What is Bitlocker To Go?
USB drives, also known as flash drives, are very convenient when it comes to transporting data. Their tiny size allows you to carry them unnoticed in a pocket or on a key ring, while their storage capacity allows you to store almost anything. Unfortunately, the small size that makes them so useful also makes them easy to lose, which can put any sensitive information you have stored on them at risk.
To protect your data on USB drives, you can use BitLocker To Go, a feature of Windows that encrypts your data to prevent unauthorized viewing. Without your password, smart card or recovery key, your data will be indecipherable to anyone who finds your flash drive.

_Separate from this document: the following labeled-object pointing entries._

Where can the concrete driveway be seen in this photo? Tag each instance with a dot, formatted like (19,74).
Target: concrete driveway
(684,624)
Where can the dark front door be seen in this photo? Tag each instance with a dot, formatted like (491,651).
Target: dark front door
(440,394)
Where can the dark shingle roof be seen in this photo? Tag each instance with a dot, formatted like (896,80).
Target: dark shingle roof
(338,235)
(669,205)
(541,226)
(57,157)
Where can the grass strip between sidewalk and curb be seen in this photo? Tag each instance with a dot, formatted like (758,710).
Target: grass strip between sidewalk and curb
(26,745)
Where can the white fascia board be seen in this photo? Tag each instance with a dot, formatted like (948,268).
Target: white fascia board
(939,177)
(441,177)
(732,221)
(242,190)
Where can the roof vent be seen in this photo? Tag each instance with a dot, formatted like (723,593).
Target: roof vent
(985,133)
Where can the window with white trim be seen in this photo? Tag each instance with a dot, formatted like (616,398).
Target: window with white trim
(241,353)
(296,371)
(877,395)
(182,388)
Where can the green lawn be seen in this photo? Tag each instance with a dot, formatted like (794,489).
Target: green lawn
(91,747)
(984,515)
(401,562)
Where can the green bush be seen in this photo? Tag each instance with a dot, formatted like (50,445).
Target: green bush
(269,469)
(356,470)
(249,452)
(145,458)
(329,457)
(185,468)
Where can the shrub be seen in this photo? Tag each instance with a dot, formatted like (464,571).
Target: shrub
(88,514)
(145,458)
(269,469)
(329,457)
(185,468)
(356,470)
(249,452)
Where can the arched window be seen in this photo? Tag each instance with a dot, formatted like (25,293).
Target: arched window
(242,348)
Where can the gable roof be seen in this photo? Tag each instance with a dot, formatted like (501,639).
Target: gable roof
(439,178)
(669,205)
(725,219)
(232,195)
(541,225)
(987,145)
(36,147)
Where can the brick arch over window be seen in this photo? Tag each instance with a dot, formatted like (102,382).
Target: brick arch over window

To find out how to use Bitlocker To Go, download our Bitlocker To Go Guide or contact the IT Service Desk.
What is SmartScreen?
Windows SmartScreen helps you identify potential malicious websites, and helps you to make informed decisions about downloads. It helps to protect you in three ways:
What does SmartScreen look like?
In the case of a blocked site, SmartScreen appears as a red page in Microsoft Edge.
In the case of a blocked download, the progress bar will become red and warn you about the unsafe download.
What can I do if SmartScreen warns me about a site I visit, but I believe that site is safe?
From the warning page, you can choose to report the site as safe. To do so, select More Information, and then Report that this site does not contain threats. From there, follow the instructions.
For most sites, you will also be able to disregard the warning by clicking Disregard and continue (not recommended).
Please note: clicking this option may expose your computer and personal data to malware and other threats. If you are unsure if you should continue, please contact the IT Service Desk or Cybersecurity.
If you visit a site that you think may be unsafe but has not been caught by SmartScreen, you can report it by clicking the Tools button, then Safety,
"SmartScreen can't be reached right now"
Ocassionally when downloading a file, you may get a SmartScreen warning message that reads:
SmartScreen can't be reached right now
In this case, open the folder with the file you downloaded (usually "Downloads"). Right-click this file > choose Properties. In the properties window, at the bottom of the General tab, check the box that says 'Unblock', then 'OK'.
You can now run the downloaded file.
Is SmartScreen a pop-up blocker?
No. SmartScreen checks the sites you visit and the files you download for known security threats. Pop-up blockers only block pop-ups, which are usually non-malicious advertisements.